If the legislation went through under the current draft, both corporate and private equity acquisitions of firms with these schemes could be annihilated. “If there is a big defined benefit scheme somewhere in a group, the group members may have to live together for ever in a sort of corporate equivalent of a herpes dating club,” says Moulton.

Funds containing one portfolio company with a large deficit could be wiped out, which would make future fund raising extremely difficult. Foreign investors especially are likely to be put off investing in the UK. “This could make it very hard to raise senior debt to support the buyout and also to raise any future private equity funds,” says Tim Cox, partner at Linklaters and chairman of the Association of Pension Lawyers.

Pensions due diligence would become a nightmare. Private equity firms would have to pay far higher fees for due diligence and pensions and actuarial advice, with extremely thorough and retrospective checks on all companies in their portfolios as well. “There would be expensive upfront costs such as increased fees for pension due diligence. Insurance against these pension liabilities would be too complicated and far too expensive to be realistic. Effectively, you would be insuring against your own failure to make a success of the business,” says Cox.

Deals would take far longer to push through and post buyout restructurings would become difficult, given the danger of the regulator deeming the restructuring an act to avoid paying for the pension deficit.

Temporary victory

Following intensive BVCA lobbying to the Government to change the amendments, the moral hazard clauses were brought for further discussion before the House of Lords. Debates continued until Parliament broke for summer recess, although the industry remains in talks with the Department for Work and Pensions (DWP.) The matter will be discussed again in Parliament when it reconvenes on September 6, with a view to having assent for the Bill by November.

The lobbyists have already made some headway, as the Government has agreed to revisit each clause to try and alleviate the unintended impact on M&A activity and investment in the UK. “We are in constructive discussions with the DWP and are hoping for a number of changes to the moral hazard clauses, including definition about which associates exactly would be liable, time-limits to the liability and retractions of both individual liability and the retrospective nature of the liability,” said a BVCA spokesperson.

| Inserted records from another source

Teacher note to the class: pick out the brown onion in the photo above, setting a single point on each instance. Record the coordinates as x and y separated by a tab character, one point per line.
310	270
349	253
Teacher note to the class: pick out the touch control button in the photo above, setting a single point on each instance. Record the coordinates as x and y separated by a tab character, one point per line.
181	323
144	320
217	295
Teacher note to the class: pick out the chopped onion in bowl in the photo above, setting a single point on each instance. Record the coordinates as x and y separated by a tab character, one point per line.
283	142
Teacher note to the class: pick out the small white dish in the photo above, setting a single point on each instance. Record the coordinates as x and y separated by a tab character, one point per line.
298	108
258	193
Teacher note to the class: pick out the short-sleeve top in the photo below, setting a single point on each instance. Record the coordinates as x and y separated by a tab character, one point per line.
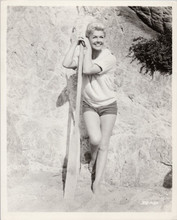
99	89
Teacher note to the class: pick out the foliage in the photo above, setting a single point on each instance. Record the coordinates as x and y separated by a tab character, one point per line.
154	54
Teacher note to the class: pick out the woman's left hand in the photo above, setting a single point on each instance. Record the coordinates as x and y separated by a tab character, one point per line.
87	44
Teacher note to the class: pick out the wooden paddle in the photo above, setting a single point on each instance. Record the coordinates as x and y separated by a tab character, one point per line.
73	164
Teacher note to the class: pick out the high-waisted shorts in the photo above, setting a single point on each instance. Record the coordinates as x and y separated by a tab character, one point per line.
103	110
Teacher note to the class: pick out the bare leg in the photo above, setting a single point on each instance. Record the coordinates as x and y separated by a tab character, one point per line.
107	124
94	151
92	122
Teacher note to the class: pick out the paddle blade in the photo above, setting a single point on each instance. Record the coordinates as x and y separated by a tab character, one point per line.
73	165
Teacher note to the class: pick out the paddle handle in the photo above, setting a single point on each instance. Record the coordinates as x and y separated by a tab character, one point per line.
79	84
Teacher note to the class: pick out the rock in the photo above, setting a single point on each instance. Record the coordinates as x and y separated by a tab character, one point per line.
41	93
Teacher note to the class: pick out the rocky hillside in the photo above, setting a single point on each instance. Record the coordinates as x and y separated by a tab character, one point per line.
39	89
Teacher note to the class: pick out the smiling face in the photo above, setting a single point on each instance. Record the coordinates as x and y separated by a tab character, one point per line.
97	40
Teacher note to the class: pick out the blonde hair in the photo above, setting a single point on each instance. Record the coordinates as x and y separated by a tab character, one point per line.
94	26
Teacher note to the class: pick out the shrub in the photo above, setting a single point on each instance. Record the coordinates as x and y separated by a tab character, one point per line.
154	54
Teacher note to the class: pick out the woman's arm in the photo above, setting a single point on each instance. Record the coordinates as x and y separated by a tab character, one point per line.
68	61
88	66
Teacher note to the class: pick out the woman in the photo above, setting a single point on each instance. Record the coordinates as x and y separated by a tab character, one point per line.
99	102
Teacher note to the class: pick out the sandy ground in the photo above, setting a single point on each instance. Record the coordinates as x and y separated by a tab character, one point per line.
43	192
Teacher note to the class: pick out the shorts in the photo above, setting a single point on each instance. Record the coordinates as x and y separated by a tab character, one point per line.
103	110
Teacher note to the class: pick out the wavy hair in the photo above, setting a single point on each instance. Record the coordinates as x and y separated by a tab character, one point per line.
95	26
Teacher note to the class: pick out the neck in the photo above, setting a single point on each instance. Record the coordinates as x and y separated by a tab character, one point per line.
95	53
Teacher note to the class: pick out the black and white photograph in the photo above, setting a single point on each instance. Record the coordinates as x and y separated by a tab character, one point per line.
87	109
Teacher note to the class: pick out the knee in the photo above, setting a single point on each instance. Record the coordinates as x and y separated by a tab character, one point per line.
103	148
95	140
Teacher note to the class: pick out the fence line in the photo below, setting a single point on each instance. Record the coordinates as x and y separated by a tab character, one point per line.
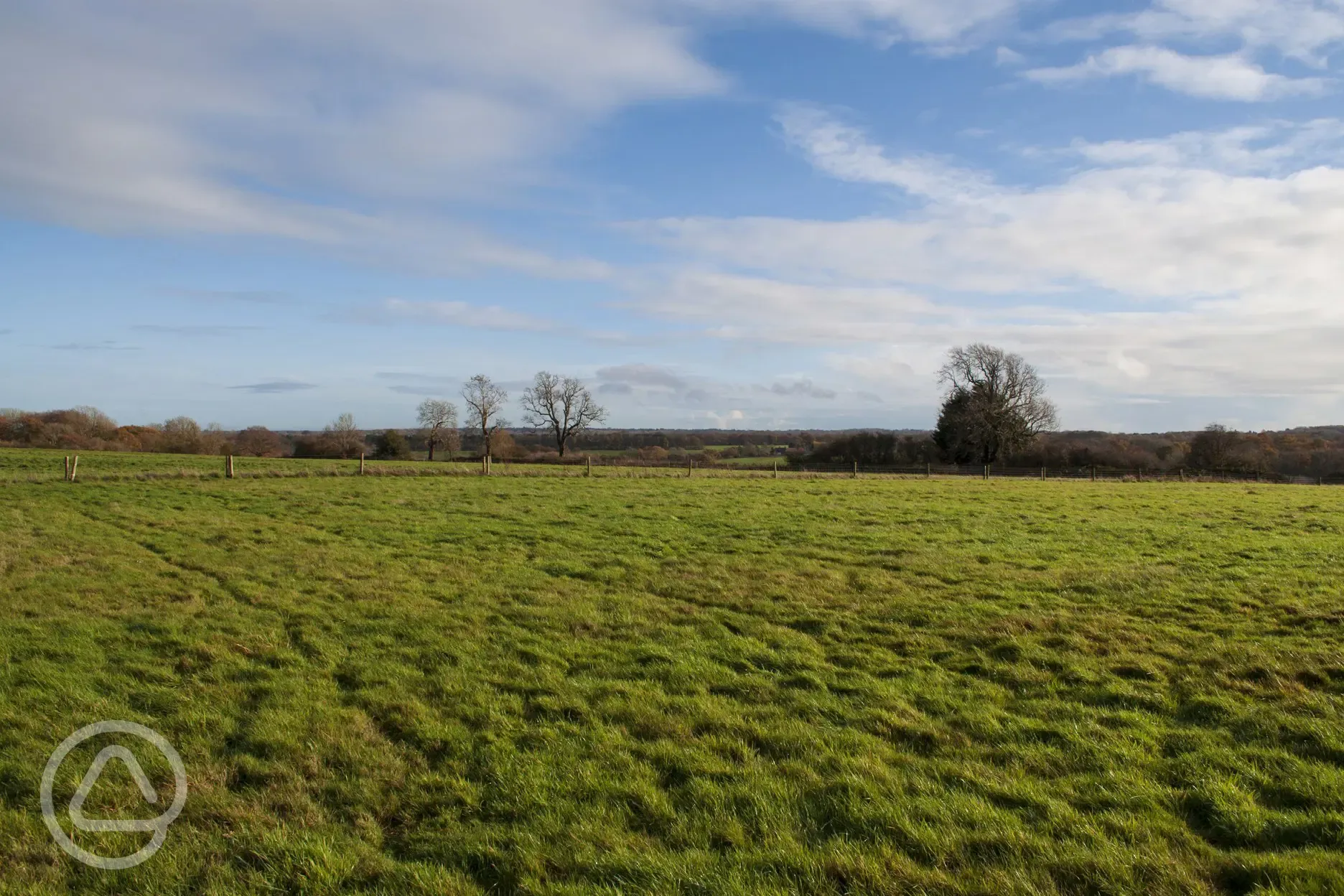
584	465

In July, the Government also announced a clearance procedure, whereby a firm seeking to restructure or a private equity firm planning a buyout could apply to the regulator and gain assurance they will not fall foul of the moral hazards clauses. Yet as the threat of the regulator deciding a scheme is insufficiently funded and serving a financial support direction to anyone connected with the employer remains, there is still a great cause for concern.

Most lawyers expect the Government to make some more concessions in September, but remain very uncertain whether these will be sufficient for private equity firms. “The Government is likely to modify some of the offending provisions, for example, to clarify that liability would only apply to those involved in deliberate skulduggery. But it is not yet clear whether all the private equity industry’s concerns will be addressed,” says Cox of Linklaters.

Given the new annuity buyouts basis calculation of deficit debt, even if some of the amendments are watered down, in future, buying companies with defined benefit schemes in the future will be more expensive for private equity firms.

Moreover, even if the individual liability moral hazard clauses are withdrawn, lawyers doubt very much that liability of portfolio companies will also be lifted. Private equity houses will have to accept the loss of their limited liability if they choose to invest in companies with defined benefit schemes.

“The buyer and seller are likely to have to share the hit. The price of companies with defined benefit pension deficits will go down, but private equity houses will also have to accept more liability. Following our latest meeting with the DWP in early August, it seems very likely that all companies in a private equity portfolio will be liable for any one firm’s struggling scheme. So limited liability will disappear,” says Banks.